|The cooking class at Koreana’s gorgeous Applecross home was a resounding success. The ladies ‘had a lot to say’, but I kept them in check. 🙂
Here’s what we cooked:
The Global Vegetarian
Creamy Gujarati Yogurt Soup (Karhi)
Canadian Orange-infused Pecan and Wild Rice Pilaf
Fresh Panir Cheese crusted in Egyptian Spice and Nut Dip (Dukkah)
Succulent Mixed Vegetable Balls in Herbed Tomato Sauce (Kofta)
Dubai-style Salad of Fresh Date, Toasted Turkish Bread, Herbs & Feta
Smoky Lebanese Eggplant Dip (Babagannouj)
Epiphany Doughnuts in Lemon-scented Rosewater & Orange-Blossom Syrup
Here’s Karen, Connie and Jules degorging the eggplants.
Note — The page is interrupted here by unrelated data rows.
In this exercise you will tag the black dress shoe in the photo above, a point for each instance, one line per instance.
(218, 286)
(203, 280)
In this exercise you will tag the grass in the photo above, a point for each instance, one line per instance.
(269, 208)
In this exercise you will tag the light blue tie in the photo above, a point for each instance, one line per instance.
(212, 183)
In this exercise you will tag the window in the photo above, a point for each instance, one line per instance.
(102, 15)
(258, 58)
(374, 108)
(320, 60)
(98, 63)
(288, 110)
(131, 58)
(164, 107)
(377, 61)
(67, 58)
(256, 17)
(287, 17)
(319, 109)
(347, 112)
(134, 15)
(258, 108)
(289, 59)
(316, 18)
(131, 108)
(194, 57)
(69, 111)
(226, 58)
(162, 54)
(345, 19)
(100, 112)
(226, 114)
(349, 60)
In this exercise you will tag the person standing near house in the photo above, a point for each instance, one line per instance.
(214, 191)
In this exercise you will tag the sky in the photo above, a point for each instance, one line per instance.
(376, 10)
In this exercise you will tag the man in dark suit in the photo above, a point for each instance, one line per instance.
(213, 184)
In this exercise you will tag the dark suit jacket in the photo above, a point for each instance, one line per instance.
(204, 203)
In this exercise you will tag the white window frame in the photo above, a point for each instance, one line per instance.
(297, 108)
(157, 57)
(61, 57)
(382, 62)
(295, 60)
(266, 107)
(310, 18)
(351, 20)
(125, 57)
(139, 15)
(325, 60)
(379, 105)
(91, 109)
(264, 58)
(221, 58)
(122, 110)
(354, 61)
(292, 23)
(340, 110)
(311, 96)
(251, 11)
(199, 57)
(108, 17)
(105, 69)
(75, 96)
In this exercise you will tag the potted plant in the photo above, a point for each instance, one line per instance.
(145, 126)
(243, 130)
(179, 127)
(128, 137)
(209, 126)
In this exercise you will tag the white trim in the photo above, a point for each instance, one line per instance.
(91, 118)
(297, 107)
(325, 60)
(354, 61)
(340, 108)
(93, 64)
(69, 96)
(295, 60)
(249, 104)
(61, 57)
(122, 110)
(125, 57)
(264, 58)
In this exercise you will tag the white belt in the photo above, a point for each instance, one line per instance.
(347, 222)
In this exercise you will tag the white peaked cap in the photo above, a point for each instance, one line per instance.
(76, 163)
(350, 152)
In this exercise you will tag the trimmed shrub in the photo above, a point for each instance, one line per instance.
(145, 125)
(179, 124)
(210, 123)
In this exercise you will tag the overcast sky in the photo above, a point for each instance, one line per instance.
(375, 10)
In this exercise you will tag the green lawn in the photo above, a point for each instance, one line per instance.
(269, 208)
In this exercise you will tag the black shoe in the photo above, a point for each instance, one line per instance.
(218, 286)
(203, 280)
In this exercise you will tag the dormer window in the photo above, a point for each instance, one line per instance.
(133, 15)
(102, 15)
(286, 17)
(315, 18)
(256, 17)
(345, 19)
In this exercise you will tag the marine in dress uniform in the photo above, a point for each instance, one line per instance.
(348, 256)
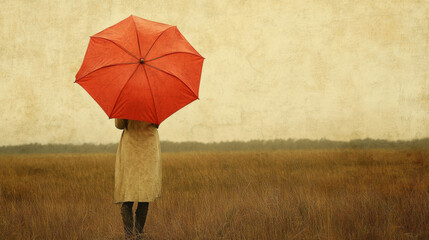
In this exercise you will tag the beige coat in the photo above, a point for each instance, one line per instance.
(138, 167)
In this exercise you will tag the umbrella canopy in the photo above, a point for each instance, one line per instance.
(141, 70)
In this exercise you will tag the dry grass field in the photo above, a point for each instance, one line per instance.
(296, 194)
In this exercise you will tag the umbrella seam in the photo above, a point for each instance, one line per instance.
(138, 41)
(156, 41)
(112, 65)
(153, 99)
(173, 53)
(118, 46)
(195, 95)
(110, 115)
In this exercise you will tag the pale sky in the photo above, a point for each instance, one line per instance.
(334, 69)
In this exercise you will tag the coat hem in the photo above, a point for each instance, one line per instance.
(153, 199)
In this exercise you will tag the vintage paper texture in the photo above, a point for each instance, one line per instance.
(274, 69)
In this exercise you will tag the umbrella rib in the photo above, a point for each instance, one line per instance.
(156, 41)
(153, 99)
(138, 41)
(118, 46)
(173, 53)
(114, 106)
(116, 64)
(174, 77)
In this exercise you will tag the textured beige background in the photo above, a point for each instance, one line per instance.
(336, 69)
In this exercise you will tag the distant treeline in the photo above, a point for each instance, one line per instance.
(277, 144)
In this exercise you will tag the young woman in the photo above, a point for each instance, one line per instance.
(138, 172)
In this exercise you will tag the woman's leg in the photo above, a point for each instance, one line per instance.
(141, 213)
(127, 218)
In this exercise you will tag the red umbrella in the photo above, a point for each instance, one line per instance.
(141, 70)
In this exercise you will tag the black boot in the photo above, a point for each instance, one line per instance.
(141, 213)
(127, 219)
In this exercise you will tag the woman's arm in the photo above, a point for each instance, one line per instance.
(120, 123)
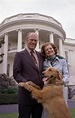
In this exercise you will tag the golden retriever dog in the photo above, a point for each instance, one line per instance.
(51, 96)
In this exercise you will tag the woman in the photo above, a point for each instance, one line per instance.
(51, 59)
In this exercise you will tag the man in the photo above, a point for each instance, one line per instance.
(25, 69)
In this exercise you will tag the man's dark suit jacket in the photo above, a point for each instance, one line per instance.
(25, 70)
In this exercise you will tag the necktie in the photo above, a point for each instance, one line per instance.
(33, 57)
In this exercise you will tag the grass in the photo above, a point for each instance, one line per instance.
(15, 115)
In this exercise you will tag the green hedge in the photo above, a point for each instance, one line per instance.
(8, 96)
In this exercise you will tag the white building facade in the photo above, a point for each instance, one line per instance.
(14, 29)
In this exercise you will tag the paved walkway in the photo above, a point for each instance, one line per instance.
(8, 108)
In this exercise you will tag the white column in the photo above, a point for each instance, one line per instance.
(19, 46)
(60, 47)
(5, 54)
(37, 32)
(51, 38)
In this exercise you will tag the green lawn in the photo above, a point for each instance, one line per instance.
(15, 115)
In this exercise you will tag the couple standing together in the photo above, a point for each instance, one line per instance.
(28, 66)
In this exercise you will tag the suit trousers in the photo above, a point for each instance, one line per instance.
(27, 111)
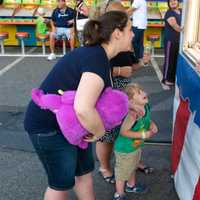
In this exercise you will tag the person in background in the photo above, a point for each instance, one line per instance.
(139, 23)
(171, 41)
(61, 24)
(41, 23)
(198, 65)
(86, 70)
(134, 130)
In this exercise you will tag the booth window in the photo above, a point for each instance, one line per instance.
(191, 35)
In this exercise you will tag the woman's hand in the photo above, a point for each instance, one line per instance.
(90, 138)
(123, 71)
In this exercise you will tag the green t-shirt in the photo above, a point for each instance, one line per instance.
(127, 145)
(41, 27)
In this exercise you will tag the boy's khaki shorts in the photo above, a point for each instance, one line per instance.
(126, 164)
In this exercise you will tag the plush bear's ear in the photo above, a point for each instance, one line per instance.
(36, 95)
(61, 92)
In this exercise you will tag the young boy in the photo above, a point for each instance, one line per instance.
(135, 128)
(41, 23)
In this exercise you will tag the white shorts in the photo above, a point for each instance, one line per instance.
(62, 32)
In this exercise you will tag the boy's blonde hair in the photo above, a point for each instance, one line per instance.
(132, 89)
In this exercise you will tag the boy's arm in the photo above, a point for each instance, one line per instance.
(126, 126)
(153, 127)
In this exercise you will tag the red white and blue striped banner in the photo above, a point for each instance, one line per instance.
(186, 132)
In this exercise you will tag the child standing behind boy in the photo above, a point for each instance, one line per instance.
(134, 130)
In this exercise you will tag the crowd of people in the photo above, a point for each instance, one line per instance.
(112, 50)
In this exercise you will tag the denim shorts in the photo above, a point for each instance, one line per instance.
(61, 160)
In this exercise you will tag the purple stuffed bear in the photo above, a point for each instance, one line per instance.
(112, 107)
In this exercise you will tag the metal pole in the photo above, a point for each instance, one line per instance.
(2, 47)
(22, 46)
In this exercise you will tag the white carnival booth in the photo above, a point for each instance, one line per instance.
(186, 130)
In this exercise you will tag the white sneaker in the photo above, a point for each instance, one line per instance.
(51, 56)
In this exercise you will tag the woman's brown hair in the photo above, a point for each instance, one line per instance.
(99, 31)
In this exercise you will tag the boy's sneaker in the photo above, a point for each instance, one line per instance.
(137, 188)
(118, 197)
(52, 56)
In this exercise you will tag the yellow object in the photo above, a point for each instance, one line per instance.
(11, 31)
(151, 31)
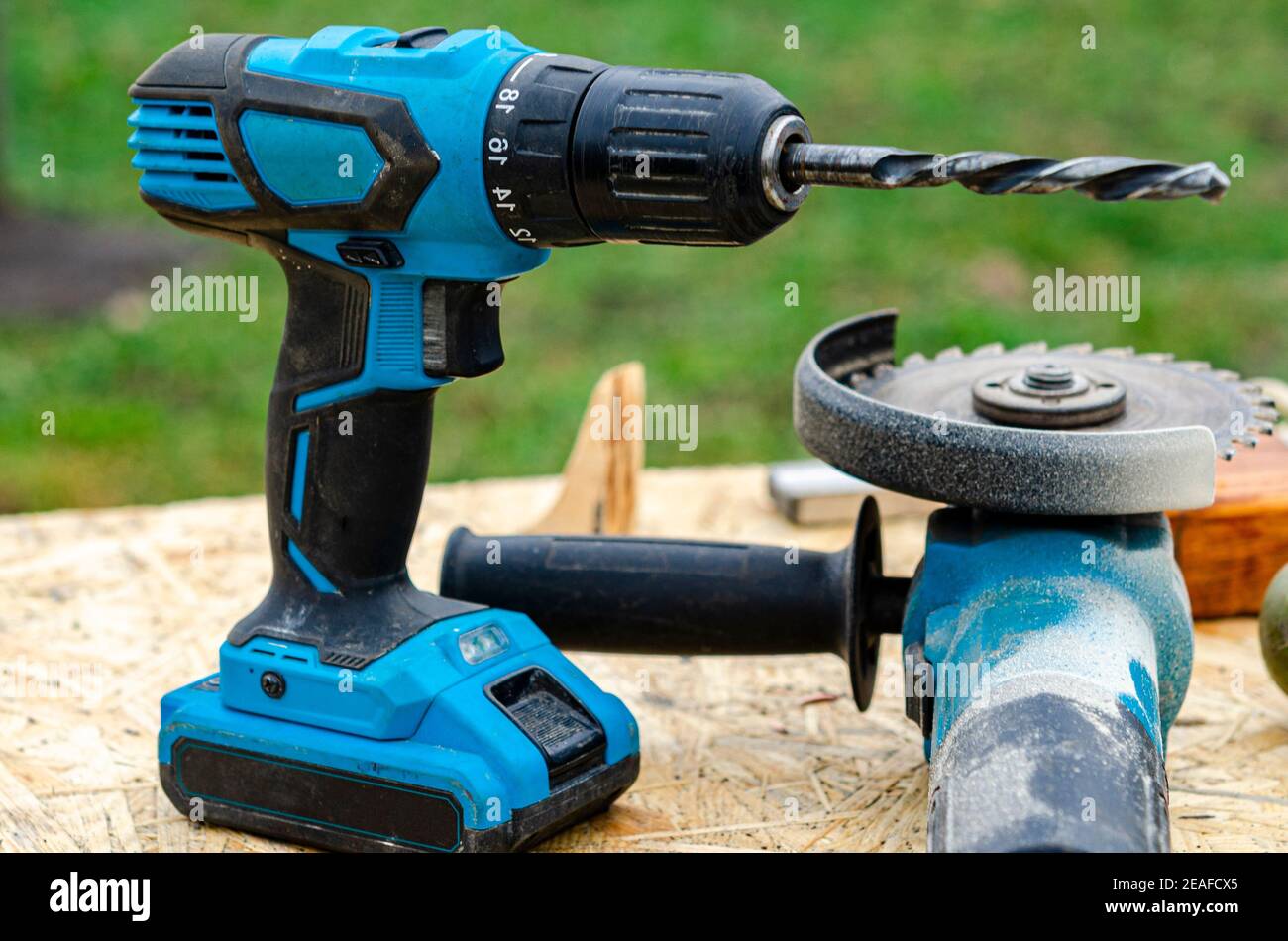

We roasted them over an open flame (the eggplants, not the ladies) until they were redolent with smokey flavours, then peeled and chopped the flesh, folded it with tahina and fresh lemon juice. Mmmm – Babagannouj!
Everyone had a ball. Here’s a close-up of the great Dubai-style salad.
It was scented with lemon zest and chock-full of lovely things – mixed garden greens (including purple radiccio from my garden), three types of mint, toasted almonds, feta cheese, grilled Iraqi breads, sliced crispy fennel bulb and fresh dates. The food was sensational, the company ‘ebullient’.